The second outage goes to show the importance of testing your failover scenarios regularly. If Microsoft had tested these processes during a hot outage, it could have avoided the second outage caused by the API mismatch and subsequent data errors.

How To Make Front Door More Available

Another topic that I discussed with some architecture friends was how to design for failures in Front Door. By its nature, it's a global service, meaning you can't deploy a second one and failover to it. In the postmortem analysis, Microsoft made the following recommendation: "Consider implementing failover strategies with Azure Traffic Manager, to fail over from Azure Front Door to your origins."

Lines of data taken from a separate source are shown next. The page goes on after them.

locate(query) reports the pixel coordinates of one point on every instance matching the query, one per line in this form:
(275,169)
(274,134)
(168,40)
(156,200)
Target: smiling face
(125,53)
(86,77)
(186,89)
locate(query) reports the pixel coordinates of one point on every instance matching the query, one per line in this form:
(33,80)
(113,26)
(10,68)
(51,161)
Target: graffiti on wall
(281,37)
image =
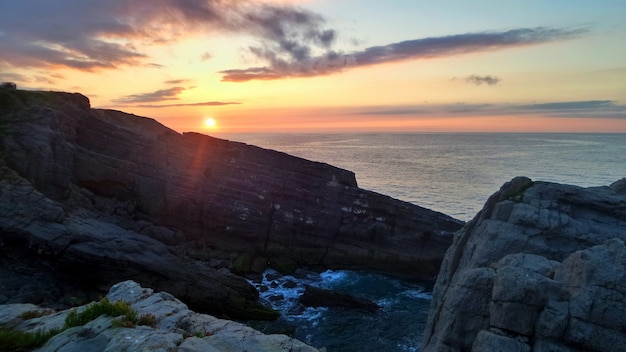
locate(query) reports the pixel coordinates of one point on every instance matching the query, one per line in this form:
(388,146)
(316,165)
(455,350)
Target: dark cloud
(573,105)
(96,34)
(159,95)
(294,42)
(301,65)
(12,77)
(207,103)
(480,80)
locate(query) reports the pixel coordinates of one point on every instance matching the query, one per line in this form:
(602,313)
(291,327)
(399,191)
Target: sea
(453,173)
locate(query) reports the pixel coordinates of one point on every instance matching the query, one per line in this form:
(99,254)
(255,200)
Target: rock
(542,267)
(317,297)
(91,197)
(214,193)
(176,328)
(89,249)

Microsoft leaves "Other service" unnamed there. Conceivably, you could go multi-cloud here; however, there are gaps in using some equivalent AWS WAN services compared to Azure. Cloudflare has a sufficient set of services that you could build a solution on their stack, use Azure Traffic Manager as DNS in front of that and, in the event of failure, switch over to it. How well this works depends on how tightly integrated your app is with Front Door. If you are doing global load balancing and CDN, Cloudflare will probably work fine. If you are doing a lot of advanced URL rewriting, while Cloudflare supports that, those rules may not map one to one, and you could have challenges with application functionality. If you're not familiar with URL rewriting it's a technique that allows you to route different requests to different services based on URL pattern. A really basic example would be to route traffic coming to redmondmag.com/video to a different backend server pool than redmondmag.com/articles.

I want to credit Microsoft for the very detailed incident report for both of these outages. Having that level of detail increases trust with customers. It allows architects to make better decisions on how to build more fault-tolerant systems. Even in the case of the second portal outage, we can learn from the mistakes that led to something of a cascading failure.

Lessons learned from this outage? Global load balancing solutions are incredibly complex pieces of software, and a minor problem can quickly lead to a cascading failure. It may or may not be worth it to build that redundancy into your system by adding another vendor. Always remember the importance of recovery time objective (RTO) and recovery point objective (RPO), and let those guide your decision, instead of "what's cool technically." Finally, test your failover process before something makes you have to.